While focusing on keeping her audience engages in her performance she tries to explain her difficulty of acceptance because of her sexuality. She talks about the hardships she had went through with her family and whether people in this world would still except her as the person she had become. If you may be interested in viewing Hannah Gadsby’s show I will put the link on the bottom of the blog.
Henry David Thoreau seems to also have this struggle. During his writings and the books of his that we read in class, you can predict that Thoreau has trouble accepting himself and seems to like being independent and not really care about anyones opinion or what they have to say. He decided that it would be better for him to live abroad from others at their pond named Walden. Reading the books from Thoreau you can identify by the words he uses that he is trying to find a sense of “serenity” from where his life had taken him. You can see that in Hannah Gadsby as well. She wants people to accept her and wants to find that sort of acceptance from others and a sort of “serenity”, not only with herself but also from her peers.

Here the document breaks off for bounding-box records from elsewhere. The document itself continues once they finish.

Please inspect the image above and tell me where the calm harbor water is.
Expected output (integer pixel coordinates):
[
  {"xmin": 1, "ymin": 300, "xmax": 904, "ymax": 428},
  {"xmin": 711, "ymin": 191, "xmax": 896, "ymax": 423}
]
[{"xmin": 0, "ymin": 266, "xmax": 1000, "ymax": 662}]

Identity plays a big part in both of these relationships. Hannah Gadsby’s identity may not have been what people were thinking of her and she is okay with the identity to go by and knows that no matter what her “identity” as an individual will never change, no matter what gender she prefers. Same goes for Thoreau. He knows that his identity will never change and people will always know him and the kind of person he is, no matter where he decides to reside.
Throughout the show from Hannah Gadsby, you can find yourself thinking “I can really feel for her, what she is going through with SEXUAL identity must be very difficult.” The books of Thoreau are a little different. Even though he is not struggling with a sense of sexual identity he is struggling with a sense of personal identity. He wants to find what suits him the best and what would make his life comfortable for himself and trying to find what Is best for him as an individual. Both struggle with a sense of identity but in different ways but it really makes you feel for the characters and compare it to your life as an individual as well.